If you’re truly self-employed, you don’t have to contribute to super. But if you’re at the point where income is flowing and reasonably consistent, sorry, but you’re a bloody idiot if you don’t.

Putting something into super each year will deliver you an immediate tax benefit, swapping your marginal tax rate for the 15 per cent super contribution rate.

It then also diversifies your asset base. Yes, you’re trying to build a business to do that for you. But should you really be having all your eggs in that one basket?

Also, it’s protected from any potential business creditors. And given the failure rate of small business, that should hold some attraction.

Dumping money in

Super’s rules for getting money into super are still pretty complex, when you start digging into them.

But there are two main limits most people should be aware of.

The first is “concessional contributions”. These are contributions where someone, either your employer or yourself, is claiming a tax deduction.

This covers the 10 per cent from your employer, anything you salary sacrifice or you contribute that you’re going to claim a deduction on.

The total of these contributions each year now can’t exceed $27,500.

Let’s take Ben, who earns $100,000. Ben’s employer puts in $10,000 each year into his super.

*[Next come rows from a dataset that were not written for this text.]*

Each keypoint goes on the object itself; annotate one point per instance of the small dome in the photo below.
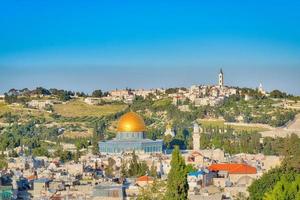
(131, 122)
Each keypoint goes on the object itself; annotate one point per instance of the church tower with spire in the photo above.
(196, 137)
(221, 79)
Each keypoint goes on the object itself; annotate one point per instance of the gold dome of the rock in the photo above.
(131, 122)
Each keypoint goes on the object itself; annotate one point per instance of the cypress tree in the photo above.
(177, 185)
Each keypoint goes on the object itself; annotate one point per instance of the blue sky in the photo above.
(85, 45)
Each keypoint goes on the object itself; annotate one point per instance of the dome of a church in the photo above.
(131, 122)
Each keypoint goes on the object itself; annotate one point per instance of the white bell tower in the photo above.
(221, 79)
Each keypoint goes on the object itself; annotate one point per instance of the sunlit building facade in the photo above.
(130, 136)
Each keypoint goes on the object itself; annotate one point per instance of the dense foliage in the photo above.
(177, 185)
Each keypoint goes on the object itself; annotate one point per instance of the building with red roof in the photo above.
(144, 180)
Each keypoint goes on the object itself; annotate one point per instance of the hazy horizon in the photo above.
(85, 46)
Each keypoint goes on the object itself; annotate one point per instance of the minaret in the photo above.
(221, 79)
(196, 137)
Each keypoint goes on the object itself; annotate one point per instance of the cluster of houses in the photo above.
(216, 176)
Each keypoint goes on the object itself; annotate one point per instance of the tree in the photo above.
(260, 186)
(280, 190)
(153, 171)
(137, 168)
(177, 185)
(97, 93)
(152, 191)
(64, 96)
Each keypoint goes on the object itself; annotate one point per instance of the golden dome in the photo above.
(131, 122)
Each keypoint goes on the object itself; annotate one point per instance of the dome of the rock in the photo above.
(131, 122)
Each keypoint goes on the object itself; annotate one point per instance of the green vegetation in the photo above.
(254, 111)
(3, 162)
(135, 168)
(153, 191)
(81, 109)
(177, 185)
(280, 182)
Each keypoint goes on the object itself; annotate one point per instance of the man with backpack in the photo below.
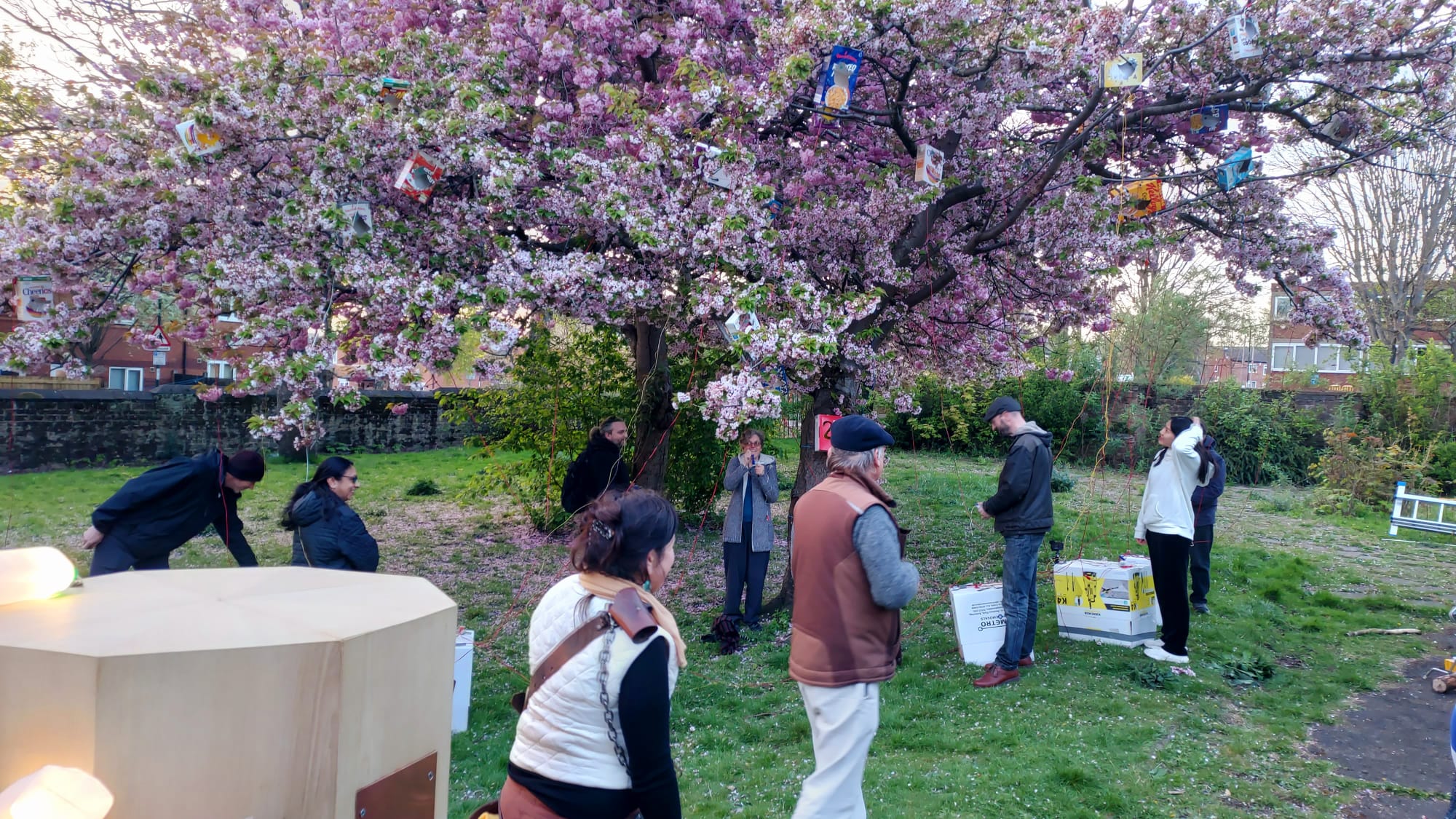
(599, 467)
(1023, 512)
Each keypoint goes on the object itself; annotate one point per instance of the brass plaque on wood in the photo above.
(408, 793)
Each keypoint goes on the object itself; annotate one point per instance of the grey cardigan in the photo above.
(765, 490)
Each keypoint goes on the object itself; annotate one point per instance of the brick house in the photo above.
(122, 365)
(1297, 366)
(1249, 366)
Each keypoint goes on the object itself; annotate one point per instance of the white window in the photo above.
(126, 378)
(1327, 359)
(1282, 306)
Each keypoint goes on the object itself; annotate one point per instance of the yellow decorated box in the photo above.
(1106, 601)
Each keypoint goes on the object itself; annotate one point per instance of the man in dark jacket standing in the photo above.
(159, 510)
(1205, 506)
(599, 467)
(1023, 512)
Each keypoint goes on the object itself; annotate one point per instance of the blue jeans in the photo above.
(1020, 598)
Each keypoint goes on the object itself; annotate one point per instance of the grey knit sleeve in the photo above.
(893, 582)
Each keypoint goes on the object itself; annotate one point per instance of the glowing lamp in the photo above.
(34, 574)
(56, 793)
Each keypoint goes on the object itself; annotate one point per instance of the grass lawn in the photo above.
(1080, 736)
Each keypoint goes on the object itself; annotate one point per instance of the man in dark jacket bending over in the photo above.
(164, 507)
(1023, 512)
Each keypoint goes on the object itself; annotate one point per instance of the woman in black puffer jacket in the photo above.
(327, 534)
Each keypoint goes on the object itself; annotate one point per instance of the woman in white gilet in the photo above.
(1166, 526)
(593, 742)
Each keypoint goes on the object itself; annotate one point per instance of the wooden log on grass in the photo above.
(1359, 631)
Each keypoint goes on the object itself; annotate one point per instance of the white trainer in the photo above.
(1164, 656)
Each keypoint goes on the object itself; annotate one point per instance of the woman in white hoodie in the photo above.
(1166, 526)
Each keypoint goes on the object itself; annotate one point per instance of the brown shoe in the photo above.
(997, 676)
(1024, 662)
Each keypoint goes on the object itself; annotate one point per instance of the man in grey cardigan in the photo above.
(753, 478)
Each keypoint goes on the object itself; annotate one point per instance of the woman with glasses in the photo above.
(327, 534)
(753, 478)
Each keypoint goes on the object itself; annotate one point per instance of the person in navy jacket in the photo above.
(327, 534)
(1205, 507)
(157, 512)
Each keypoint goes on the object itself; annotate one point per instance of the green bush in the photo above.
(1262, 440)
(950, 416)
(1444, 467)
(423, 487)
(563, 385)
(1359, 471)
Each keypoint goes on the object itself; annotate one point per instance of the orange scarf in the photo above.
(606, 587)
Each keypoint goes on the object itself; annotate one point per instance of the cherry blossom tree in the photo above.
(665, 165)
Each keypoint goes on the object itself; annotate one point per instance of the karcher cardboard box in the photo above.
(1106, 601)
(981, 622)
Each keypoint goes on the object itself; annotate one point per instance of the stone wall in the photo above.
(49, 430)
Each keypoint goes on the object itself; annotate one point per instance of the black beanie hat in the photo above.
(247, 465)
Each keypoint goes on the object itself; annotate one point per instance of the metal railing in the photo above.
(1407, 513)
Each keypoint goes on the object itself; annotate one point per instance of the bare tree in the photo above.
(1397, 226)
(1170, 312)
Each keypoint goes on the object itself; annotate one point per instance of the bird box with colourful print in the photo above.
(1141, 199)
(1244, 37)
(419, 177)
(930, 165)
(841, 76)
(1235, 170)
(197, 141)
(1125, 71)
(1209, 119)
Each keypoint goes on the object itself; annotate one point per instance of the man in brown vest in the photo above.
(851, 582)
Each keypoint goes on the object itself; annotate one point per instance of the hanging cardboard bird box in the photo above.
(1244, 37)
(197, 141)
(419, 177)
(359, 221)
(930, 165)
(1125, 71)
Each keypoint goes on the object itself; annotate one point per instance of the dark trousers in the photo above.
(1170, 557)
(1199, 560)
(743, 564)
(111, 555)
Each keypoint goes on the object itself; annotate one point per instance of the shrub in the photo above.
(563, 385)
(1262, 440)
(1359, 471)
(423, 487)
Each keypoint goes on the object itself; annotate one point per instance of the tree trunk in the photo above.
(654, 414)
(813, 468)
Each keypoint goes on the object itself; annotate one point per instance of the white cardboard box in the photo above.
(1106, 601)
(465, 666)
(981, 621)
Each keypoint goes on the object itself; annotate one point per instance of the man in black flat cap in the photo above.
(164, 507)
(851, 582)
(1023, 512)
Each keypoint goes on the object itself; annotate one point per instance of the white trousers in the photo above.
(844, 721)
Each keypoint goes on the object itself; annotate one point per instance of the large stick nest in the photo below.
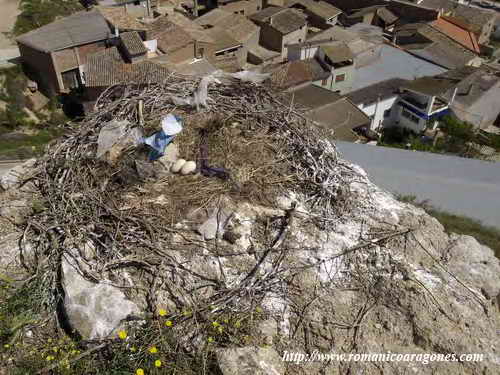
(269, 148)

Ben also salary sacrifices $10,000 – swapping a 34.5 per cent personal tax rate for 15 per cent in super (meaning his super kept an extra $1950 that would have otherwise gone to the tax office).

There’s $20,000 of his limit. If he still has capacity, he could make another $7500 contribution and get a tax deduction for it.

The other important limit – thought it’s generally only older Australians that will make use of it – is non-concessional contributions. And the limit for NCCs is $110,000 a year.

This is after-tax money. It isn’t taxed on the way in. Most people will use this to load up their super towards the end of their working lives, or when they’ve sold assets, such as investment properties, or received inheritances.

More in, earlier

Getting extra money into super, earlier in life, is important. Previous generations were literally able to shovel hundreds of thousands of dollars each year into super. That’s gone.

People should probably start from their early 30s. It doesn’t have be much. But even a few thousand dollars a year will make a huge difference. That amount should increase through your 40s.

And from your early 50s, you really need to ramp it up. Or you’re literally just donating unnecessarily to the tax office, both now and in the future.

That’s the basics of contributions. If it still sounds complex to you, I get that. But do not ignore this and bury your head in the sand. Get some professional help. There are tens of thousands of dollars of your money at stake.

Invest it properly

Equally important is how your money is invested.

How is your super invested? Don’t know? Don’t care?

Well, that’s plain stupid. It’s one of the easiest things to do and can have a massive impact on your future balance.

What if I told you that, for some, making changes here could add 50 per cent-  or even double – their super by retirement?

It’s a question of risk and how much of that you’re prepared to take in your super. If you’re young and feel comfortable taking a higher risk, the possibilities are huge.

But don’t just up the risk in your super. That’s not right for everyone. Older Australians might, indeed, need to reduce the risk they’re taking, to preserve their wealth, rather than grow it. (For more detail, go to the next column – link below)

And a ripper year

And this advice without even mentioning how super performed in the last year.

I know many people don’t open their super fund statements when they arrive in the mail.

If that’s you, you really should make the effort this year. It’ll put a smile on your face.